Enormous transporter protein dysfunction related with schizophrenia

Enormous transporter protein dysfunction related with schizophrenia

Overview

  • Post By : Kumar Jeetendra

  • Source: Kyoto University

  • Date: 29 Dec,2020

Researchers have suspected mutations in a cellular cholesterol transport protein are associated with psychiatric disorders, but have found it hard to show this and to pinpoint how it happens. Currently, Kazumitsu Ueda of Kyoto University’s Institute for Integrated Cell-Material Sciences (iCeMS) and colleagues in Japan have provided evidence that mice with disrupted ABCA13 protein demonstrate a hallmark behavior of schizophrenia. The team researched ABCA13’s roles and published their findings in the Journal of Biological Chemistry.

ABCA13 belongs to a family of mobile transporter proteins known as ATP-binding cassette (ABC) proteins, which are involved in transferring cholesterol and other molecules into and out of cells. Ueda and his team have been studying ABC proteins for 35 years, providing them extra leverage for discovering the elusive roles of what is supposed to be the largest of these proteins, ABCA13.

We found that ABCA13 accelerates the internalization of cholesterol in cells and that its loss of function is associated with the pathophysiology of some psychiatric disorders.”

Kazumitsu Ueda, Kyoto University’s Institute for Integrated Cell-Material Sciences

The scientists analyzed ABCA13 in different types of human cells. They also turned off the gene that codes for the protein in mice. Finally, they investigated the effects of mutated ABCA13 proteins in human cells. The team found that ABCA13 was a huge protein localized in cellular vesicles, and helps transport cholesterol from the cell’s membrane to the vesicles.

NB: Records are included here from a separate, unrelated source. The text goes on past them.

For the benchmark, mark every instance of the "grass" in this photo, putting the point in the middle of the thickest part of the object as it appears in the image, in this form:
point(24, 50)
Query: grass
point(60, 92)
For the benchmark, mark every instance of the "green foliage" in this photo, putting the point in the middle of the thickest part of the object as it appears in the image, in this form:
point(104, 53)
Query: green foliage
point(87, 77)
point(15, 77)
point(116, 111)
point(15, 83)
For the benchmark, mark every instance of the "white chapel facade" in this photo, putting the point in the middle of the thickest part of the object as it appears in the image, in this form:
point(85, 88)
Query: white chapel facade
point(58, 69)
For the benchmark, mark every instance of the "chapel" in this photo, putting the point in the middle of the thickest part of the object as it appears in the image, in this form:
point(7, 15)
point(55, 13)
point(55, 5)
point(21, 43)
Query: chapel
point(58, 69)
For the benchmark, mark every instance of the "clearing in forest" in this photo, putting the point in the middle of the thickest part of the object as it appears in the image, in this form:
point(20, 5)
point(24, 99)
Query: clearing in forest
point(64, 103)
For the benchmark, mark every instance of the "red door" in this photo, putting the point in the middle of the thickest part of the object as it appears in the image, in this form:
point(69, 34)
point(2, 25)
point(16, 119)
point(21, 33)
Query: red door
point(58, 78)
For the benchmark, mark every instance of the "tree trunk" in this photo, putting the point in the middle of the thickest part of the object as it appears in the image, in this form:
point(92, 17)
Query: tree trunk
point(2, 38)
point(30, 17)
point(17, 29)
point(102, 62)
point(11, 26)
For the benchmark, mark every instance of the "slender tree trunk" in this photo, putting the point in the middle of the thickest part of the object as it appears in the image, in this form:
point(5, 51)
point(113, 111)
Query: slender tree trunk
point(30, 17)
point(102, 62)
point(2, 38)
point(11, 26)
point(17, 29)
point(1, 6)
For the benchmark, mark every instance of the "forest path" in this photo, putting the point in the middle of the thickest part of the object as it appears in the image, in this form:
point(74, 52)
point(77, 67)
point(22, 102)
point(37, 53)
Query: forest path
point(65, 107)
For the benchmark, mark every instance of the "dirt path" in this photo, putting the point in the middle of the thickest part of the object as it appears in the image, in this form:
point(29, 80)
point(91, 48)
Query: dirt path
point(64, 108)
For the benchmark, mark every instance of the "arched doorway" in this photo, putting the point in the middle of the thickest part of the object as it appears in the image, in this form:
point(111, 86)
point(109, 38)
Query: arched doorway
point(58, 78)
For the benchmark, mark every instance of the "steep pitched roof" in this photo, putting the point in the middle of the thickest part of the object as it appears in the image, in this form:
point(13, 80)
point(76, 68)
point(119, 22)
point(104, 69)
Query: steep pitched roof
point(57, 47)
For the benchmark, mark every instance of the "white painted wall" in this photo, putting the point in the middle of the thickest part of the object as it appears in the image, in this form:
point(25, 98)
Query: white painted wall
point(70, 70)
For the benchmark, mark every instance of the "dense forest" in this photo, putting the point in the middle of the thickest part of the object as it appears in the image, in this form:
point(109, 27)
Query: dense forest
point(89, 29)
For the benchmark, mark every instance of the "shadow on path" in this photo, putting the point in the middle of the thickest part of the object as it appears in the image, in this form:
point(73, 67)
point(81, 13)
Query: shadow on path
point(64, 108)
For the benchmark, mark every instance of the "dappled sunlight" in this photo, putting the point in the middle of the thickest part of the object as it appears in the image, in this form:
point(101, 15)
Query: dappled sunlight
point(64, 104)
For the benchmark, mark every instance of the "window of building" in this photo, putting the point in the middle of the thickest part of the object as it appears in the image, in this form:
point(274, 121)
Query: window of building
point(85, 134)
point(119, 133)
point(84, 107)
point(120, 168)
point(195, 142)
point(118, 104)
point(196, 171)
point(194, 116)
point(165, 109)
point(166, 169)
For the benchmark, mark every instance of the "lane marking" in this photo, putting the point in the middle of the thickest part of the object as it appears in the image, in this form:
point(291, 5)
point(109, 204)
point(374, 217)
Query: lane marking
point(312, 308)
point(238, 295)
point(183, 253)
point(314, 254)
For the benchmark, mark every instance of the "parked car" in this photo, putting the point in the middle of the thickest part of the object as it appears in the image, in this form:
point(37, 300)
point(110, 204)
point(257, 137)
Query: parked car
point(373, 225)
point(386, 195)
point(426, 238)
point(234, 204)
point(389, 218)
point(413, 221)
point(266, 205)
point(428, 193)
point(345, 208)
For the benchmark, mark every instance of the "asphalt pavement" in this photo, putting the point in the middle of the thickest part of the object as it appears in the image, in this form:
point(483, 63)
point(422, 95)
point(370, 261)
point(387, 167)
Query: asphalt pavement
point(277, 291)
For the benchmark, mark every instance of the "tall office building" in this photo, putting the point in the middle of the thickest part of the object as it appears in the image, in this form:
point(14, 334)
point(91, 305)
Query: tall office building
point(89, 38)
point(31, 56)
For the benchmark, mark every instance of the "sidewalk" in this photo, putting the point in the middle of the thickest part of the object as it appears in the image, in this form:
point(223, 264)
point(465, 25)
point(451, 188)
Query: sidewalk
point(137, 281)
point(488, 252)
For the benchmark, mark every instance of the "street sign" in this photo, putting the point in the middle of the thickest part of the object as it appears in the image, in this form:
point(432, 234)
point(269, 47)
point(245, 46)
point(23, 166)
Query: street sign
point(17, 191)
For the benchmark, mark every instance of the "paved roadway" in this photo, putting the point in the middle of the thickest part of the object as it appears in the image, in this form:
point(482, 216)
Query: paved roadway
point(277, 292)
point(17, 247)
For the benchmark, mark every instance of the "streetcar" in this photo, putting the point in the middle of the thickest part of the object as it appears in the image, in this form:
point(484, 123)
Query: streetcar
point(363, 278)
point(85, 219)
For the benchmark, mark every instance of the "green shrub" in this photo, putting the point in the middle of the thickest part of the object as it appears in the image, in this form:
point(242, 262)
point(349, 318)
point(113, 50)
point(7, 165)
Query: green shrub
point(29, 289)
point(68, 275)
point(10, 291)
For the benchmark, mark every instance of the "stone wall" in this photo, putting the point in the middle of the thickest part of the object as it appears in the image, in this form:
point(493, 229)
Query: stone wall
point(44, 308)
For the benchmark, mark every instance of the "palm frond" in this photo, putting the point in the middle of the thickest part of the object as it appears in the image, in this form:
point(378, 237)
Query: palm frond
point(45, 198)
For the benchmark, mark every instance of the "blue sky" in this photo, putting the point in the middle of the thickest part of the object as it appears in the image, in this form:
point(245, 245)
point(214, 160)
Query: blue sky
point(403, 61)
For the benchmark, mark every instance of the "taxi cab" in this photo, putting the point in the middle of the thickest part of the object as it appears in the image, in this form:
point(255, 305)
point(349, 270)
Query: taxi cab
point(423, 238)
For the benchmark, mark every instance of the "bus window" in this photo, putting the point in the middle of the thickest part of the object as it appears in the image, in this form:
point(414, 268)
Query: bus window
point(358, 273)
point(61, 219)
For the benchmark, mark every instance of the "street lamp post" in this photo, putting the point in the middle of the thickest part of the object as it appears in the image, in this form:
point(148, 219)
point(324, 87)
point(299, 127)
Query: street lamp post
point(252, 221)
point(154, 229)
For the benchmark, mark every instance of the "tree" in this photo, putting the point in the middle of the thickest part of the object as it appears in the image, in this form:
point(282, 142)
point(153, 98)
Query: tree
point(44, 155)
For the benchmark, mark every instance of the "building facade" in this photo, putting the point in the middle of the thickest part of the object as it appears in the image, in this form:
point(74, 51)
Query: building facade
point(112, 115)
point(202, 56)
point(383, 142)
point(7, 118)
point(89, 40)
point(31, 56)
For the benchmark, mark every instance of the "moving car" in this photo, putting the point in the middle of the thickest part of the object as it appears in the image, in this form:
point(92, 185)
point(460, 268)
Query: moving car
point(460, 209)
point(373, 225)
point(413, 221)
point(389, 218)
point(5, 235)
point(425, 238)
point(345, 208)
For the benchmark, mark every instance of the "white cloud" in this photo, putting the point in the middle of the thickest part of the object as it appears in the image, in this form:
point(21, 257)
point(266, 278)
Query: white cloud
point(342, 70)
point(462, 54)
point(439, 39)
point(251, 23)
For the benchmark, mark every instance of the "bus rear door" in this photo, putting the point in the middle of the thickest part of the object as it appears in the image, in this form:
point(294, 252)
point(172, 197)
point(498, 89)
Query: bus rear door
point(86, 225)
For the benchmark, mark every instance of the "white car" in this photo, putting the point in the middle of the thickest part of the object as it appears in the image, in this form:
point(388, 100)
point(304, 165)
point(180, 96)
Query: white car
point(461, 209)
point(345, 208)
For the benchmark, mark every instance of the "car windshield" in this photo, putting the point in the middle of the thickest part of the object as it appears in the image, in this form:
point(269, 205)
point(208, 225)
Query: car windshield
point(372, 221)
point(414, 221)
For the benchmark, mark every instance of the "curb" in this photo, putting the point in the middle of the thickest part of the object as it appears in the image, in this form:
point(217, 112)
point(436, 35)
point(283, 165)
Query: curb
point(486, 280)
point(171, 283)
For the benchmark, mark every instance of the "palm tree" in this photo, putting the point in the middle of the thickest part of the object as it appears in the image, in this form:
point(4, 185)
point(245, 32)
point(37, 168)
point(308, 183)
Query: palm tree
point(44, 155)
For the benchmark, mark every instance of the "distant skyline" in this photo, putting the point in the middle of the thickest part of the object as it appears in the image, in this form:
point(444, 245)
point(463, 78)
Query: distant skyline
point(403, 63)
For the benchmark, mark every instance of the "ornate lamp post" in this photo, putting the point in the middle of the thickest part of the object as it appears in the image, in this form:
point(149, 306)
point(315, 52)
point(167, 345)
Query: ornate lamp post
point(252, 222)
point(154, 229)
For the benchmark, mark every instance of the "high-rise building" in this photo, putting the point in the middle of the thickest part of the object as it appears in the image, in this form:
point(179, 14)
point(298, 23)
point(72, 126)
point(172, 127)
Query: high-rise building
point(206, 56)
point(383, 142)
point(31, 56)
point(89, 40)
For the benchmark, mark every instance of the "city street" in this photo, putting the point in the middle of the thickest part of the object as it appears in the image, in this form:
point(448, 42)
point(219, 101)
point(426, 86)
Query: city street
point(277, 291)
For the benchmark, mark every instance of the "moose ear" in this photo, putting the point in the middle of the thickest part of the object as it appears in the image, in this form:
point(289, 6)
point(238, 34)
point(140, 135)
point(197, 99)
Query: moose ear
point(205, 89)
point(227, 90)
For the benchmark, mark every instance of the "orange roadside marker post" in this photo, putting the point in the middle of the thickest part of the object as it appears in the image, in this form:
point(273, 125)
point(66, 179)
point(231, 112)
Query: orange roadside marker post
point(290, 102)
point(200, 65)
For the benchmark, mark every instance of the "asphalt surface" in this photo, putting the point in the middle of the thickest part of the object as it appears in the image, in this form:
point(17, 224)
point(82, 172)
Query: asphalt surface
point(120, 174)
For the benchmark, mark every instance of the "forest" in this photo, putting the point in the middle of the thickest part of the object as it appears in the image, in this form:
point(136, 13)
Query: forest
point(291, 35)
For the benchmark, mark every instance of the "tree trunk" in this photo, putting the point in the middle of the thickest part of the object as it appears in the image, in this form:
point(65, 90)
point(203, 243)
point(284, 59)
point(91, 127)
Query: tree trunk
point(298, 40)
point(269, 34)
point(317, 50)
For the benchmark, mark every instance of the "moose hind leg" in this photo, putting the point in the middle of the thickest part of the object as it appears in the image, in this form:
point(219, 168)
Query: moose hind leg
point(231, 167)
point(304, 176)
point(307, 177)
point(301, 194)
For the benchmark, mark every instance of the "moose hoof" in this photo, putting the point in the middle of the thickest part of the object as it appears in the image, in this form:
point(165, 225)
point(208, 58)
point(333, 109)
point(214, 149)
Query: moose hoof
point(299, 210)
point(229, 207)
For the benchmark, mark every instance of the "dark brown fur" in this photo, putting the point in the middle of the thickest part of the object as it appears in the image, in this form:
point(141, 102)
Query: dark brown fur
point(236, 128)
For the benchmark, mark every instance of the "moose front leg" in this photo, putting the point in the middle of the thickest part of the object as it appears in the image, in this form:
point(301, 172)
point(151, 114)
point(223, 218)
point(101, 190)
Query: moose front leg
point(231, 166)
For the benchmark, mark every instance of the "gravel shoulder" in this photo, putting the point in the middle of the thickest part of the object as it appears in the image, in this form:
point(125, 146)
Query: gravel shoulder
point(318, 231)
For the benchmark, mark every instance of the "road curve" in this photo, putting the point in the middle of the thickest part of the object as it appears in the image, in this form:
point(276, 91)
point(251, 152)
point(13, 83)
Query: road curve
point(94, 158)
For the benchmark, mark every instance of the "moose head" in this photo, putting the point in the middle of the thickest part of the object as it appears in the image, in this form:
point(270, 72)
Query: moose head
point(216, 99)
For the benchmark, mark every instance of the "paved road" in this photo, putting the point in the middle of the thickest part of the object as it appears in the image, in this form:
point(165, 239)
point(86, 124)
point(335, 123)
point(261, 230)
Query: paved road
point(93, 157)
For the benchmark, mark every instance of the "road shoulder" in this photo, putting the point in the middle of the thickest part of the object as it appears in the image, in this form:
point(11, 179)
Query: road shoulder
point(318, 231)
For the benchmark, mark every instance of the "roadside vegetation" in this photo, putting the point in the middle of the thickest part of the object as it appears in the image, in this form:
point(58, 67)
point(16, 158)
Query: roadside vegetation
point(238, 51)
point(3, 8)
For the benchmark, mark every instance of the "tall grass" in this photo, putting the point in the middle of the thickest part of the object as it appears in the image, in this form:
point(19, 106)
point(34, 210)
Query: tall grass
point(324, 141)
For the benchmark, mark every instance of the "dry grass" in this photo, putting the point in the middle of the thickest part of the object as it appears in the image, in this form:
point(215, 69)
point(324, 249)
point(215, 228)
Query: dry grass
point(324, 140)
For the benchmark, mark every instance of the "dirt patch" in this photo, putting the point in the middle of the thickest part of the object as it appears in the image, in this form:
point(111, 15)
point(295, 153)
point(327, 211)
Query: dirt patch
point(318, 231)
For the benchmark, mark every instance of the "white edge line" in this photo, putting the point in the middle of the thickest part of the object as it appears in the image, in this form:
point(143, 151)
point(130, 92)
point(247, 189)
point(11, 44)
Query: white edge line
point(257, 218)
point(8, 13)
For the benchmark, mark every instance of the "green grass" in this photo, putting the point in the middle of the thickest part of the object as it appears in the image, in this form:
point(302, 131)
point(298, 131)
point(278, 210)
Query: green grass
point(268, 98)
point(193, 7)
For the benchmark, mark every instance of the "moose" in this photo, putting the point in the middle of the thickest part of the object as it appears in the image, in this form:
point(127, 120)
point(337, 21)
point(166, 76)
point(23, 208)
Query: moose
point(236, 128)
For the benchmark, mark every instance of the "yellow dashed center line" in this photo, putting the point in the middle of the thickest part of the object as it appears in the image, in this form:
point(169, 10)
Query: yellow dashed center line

Ordinarily, a feeble’prepulse’ stimulus, like a sound, can reduce the feeling of being startled by a subsequent stronger stimulation. However, people with some psychiatric disorders, still feel startled by a main stimulus despite being preceded by a prepulse. The scientists found that both normal mice and the mice lacking ABCA13 had a normal startle response. But just the engineered mice were startled when the startling stimulus was preceded by a prepulse.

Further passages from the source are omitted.